Gazetenin yeni Genel Yayın Yönetmeni’nin 1994’ten beri, 25 yıldır gazetede çalışan Aykut Küçükkaya’nın olması, Yayın Kurulunun Alev Coşkun (Başkan), Ali Sirmen (Başkan Yardımcısı), Aykut Küçükkaya, Prof. Dr. Emre Kongar, Şükran Soner, Işık Kansu, Orhan Bursalı, Mine Kırıkkanat ve Miyase İlknur’dan oluşması bence olumlu işaretti. Önceki yayın kurulunda yer alan üç üye Emre Kongar, Ali Sirmen ve Şükran Soner görevlerini sürdürüyordu. Hepsi de gazetenin onlarca yıldır yazarıydı. Bu tabloya baktığımda gazetenin temel tavrının kısmen değişse de sürdürüleceği sonucuna varmak mümkündü.
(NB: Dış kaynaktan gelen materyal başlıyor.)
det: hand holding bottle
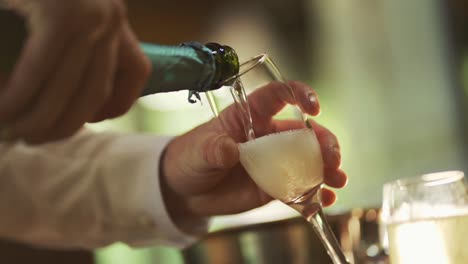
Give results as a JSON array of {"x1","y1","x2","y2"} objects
[{"x1": 0, "y1": 0, "x2": 151, "y2": 144}]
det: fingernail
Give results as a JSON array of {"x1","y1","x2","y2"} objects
[
  {"x1": 332, "y1": 145, "x2": 341, "y2": 167},
  {"x1": 325, "y1": 133, "x2": 341, "y2": 168},
  {"x1": 307, "y1": 93, "x2": 320, "y2": 115},
  {"x1": 331, "y1": 144, "x2": 340, "y2": 155},
  {"x1": 308, "y1": 93, "x2": 318, "y2": 105}
]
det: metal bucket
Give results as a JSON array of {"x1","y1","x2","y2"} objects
[{"x1": 182, "y1": 208, "x2": 388, "y2": 264}]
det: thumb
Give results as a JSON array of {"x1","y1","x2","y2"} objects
[{"x1": 191, "y1": 133, "x2": 239, "y2": 173}]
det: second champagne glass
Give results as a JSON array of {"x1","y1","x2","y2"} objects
[
  {"x1": 381, "y1": 171, "x2": 468, "y2": 264},
  {"x1": 209, "y1": 54, "x2": 349, "y2": 264}
]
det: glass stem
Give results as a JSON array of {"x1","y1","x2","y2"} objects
[{"x1": 309, "y1": 208, "x2": 350, "y2": 264}]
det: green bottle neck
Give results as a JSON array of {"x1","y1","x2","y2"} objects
[
  {"x1": 0, "y1": 8, "x2": 240, "y2": 104},
  {"x1": 140, "y1": 42, "x2": 239, "y2": 103}
]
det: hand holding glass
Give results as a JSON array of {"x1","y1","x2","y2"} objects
[{"x1": 209, "y1": 54, "x2": 349, "y2": 264}]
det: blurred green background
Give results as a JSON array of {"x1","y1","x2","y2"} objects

Toplantının ardından OdaTV’ye konuşan Alev Coşkun “Çok barışçıl bir sitem içinde çözüldü. Sayın Orhan Erinç barışçıl ve hukuka dayalı bir şekilde toplantıyı yönetmiştir. Toplantı hukuka dayalı bir şekilde bitmiştir. Yeni yönetim kurulu seçilmiştir” demişti. “Sitem”i düzeltip “sistem” olarak okur, yeni Vakıf yönetimi ve yayın kurulu listeleriyle bir arada değerlendirirseniz olumlu bir gelişme olduğunu söyleyebilirdiniz.
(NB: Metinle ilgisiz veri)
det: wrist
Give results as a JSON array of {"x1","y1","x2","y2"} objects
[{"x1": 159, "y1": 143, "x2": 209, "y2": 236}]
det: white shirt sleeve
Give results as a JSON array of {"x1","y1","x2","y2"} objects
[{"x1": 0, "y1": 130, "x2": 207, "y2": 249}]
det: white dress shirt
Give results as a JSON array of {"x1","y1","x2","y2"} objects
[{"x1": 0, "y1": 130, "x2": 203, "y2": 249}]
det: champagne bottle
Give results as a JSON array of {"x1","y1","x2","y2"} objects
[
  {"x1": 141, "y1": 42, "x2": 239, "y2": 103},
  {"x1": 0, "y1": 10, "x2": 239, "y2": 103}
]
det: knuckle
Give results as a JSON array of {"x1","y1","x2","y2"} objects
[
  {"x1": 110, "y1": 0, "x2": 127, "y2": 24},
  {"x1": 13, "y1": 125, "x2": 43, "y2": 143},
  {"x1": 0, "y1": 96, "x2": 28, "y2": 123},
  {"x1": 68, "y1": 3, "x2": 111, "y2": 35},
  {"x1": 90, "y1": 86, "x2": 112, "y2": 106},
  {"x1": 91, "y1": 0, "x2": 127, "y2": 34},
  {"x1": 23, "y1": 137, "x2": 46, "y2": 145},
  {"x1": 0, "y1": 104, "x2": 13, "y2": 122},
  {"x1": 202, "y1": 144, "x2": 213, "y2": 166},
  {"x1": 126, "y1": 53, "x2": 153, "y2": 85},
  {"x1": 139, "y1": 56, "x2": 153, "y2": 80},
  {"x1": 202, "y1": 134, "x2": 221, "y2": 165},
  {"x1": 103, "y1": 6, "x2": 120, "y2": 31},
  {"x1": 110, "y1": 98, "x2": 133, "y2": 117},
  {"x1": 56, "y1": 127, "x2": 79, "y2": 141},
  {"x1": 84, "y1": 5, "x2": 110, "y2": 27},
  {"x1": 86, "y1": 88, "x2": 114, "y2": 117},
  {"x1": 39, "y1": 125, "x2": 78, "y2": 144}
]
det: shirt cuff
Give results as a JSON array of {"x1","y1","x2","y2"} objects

8 Eylül tarihli gazetenin ilk sayfası ise durumun vahim olduğunu bildiriyordu. Şekli düzeltme yapılmış, logo tarihi yerine, ortaya döndürülmüştü. Bu şekli değişikliğin içeriği de Cumhuriyet Vakfı’nın Atatürk’ün Cumhuriyet’i” başlıklı bildirisiyle açıklanıyor, “Gazetenin temel politikası ATATÜRK’ün aydınlanma devrimleridir. Gazetenin sadık okuyucusunun arzuladığı temel yayın çizgisine bugünden itibaren dönülmüştür” deniliyordu. Vakıf ve gazete yönetiminde aynı masalarda oturulsa, birlikte gazete yapılsa da bu uğurda gazete yöneticileri ve yazarları aylarca hapis yatıp, üstüne cezalar da yeseler benim de yazarı olduğum yıllarda yayımlanan gazete ilkelere aykırıymış. Bu söylenmemiş, açıkça yazılmamış, protesto edilip ayrılınmamış, sabırla dava sürecinin bitmesi beklenmiş. Bu arada çok büyük bir öfke biriktirilmiş. Garipsedim, üzüldüm.
Gazetenin çalışanlarına, yazarlarına yönelik bir açıklaması olabileceğini umdum. Bana bir açıklama gelmedi ama taraflar sosyal medyada yüreklerini açtılar, gazetede açıkça yazılmayanı, bize, okurlara bildirilmek gereği duyulmayanı oradan öğrenmek durumunda kaldım. Krizden fırsat yaratılıp barışçı bir çözüm bulunulacağını umarken başta yayın yönetmeni Murat Sabuncu olmak üzere gazete yönetimi, yazarlar art arda görevlerine son verildiğini ya da ayrıldıklarını açıklıyordu. Gazete yönetimi de veda yazılarını yayımlamakla yetinerek, pazartesiye kadar sessizliğini korudu. Bir anlamda gidenlerin gitmesi beklendi. Aykut Küçükkaya’nın yazısından kimseye “Gitme!” denmeyeceği anlaşılıyor. Sanırım “Gitme!” dense de durmazlardı ama uğruna hapis yatacak kadar fedakârlıkla çalıştıkları bir gazetenin yeni yönetiminden böyle itham da içeren yorumlar yerine bir teşekkür, dostane veda beklerlerdi. Bunu hak ediyorlardı.
Türkiye 2023’e giderken Cumhuriyet, yeni yönetimi, yazarları ve çalışanlarıyla 7 Mart 1924 Ruhu’na ulaşmaya çalışacak. Ben de artık yazmasam da okumaya devam edeceğim. Hoşça kalın!